Monday, January 23, 2012

I started researching Social Uplift: Welfare and Unemployment Insurance.  I discovered to my surprise that this topic--so far researched-- is not as muddled as is 'Entitlements.'

In the latter topic I found that somehow the subject of what the government pays out as benefits to construct an individual's safety net is, by some fiction, inextricably tied to what funds it receives under this or that specific account rather than from simply its general funds, irrespective of the accounts from which the construct is drawn.

In the present topic (and I'm thinking primarily of welfare in the US), I have come to realize--thanks especially to Tanner's treatment of the topic in his book (1996; Cato Institute)--that the welfare uplift project has been a tremendous success to government's credit, despite Tanner's negative evaluations from a libertarian viewpoint.     
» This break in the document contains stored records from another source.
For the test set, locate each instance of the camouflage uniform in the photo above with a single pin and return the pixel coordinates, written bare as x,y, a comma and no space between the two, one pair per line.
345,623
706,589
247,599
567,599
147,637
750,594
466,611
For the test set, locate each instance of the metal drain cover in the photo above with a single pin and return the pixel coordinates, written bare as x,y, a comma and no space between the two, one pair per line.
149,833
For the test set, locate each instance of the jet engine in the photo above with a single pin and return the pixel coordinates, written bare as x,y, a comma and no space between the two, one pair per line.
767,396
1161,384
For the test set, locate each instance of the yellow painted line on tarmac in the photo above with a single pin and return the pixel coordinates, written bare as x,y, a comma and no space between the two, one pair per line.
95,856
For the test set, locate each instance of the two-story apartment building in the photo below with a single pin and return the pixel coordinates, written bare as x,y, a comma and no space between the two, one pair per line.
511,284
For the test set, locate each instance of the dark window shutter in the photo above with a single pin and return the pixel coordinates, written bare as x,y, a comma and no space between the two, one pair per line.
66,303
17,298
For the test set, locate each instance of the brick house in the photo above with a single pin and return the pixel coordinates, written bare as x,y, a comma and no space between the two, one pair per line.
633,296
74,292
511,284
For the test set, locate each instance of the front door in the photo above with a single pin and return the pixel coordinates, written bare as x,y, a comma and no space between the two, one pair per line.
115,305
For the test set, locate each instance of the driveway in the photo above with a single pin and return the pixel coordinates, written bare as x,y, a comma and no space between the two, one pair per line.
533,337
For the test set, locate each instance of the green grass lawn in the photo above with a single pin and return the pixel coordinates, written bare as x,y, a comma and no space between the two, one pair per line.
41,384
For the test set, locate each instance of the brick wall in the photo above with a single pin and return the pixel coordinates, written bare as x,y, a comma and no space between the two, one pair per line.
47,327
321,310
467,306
Frankly, I was not expecting to discover the many areas of poverty and human destitution that government programmatic intervention has had a remedial effect.  I probably won't find in the unemployment picture as many programs at work, but my approach to that area will be to apply what has been learned and successfully implemented among the poor recipients of welfare grants.  Especially heart-warming is the way in which government has not attempted to mold the recepient to a code of behavior deemed better than that which those in poverty exhibit, but to adjust the governmental programs to how the poor act in situ, making them more relevant and important.

Well, I just had to give a present progress report, because of its surprising features, to my mind!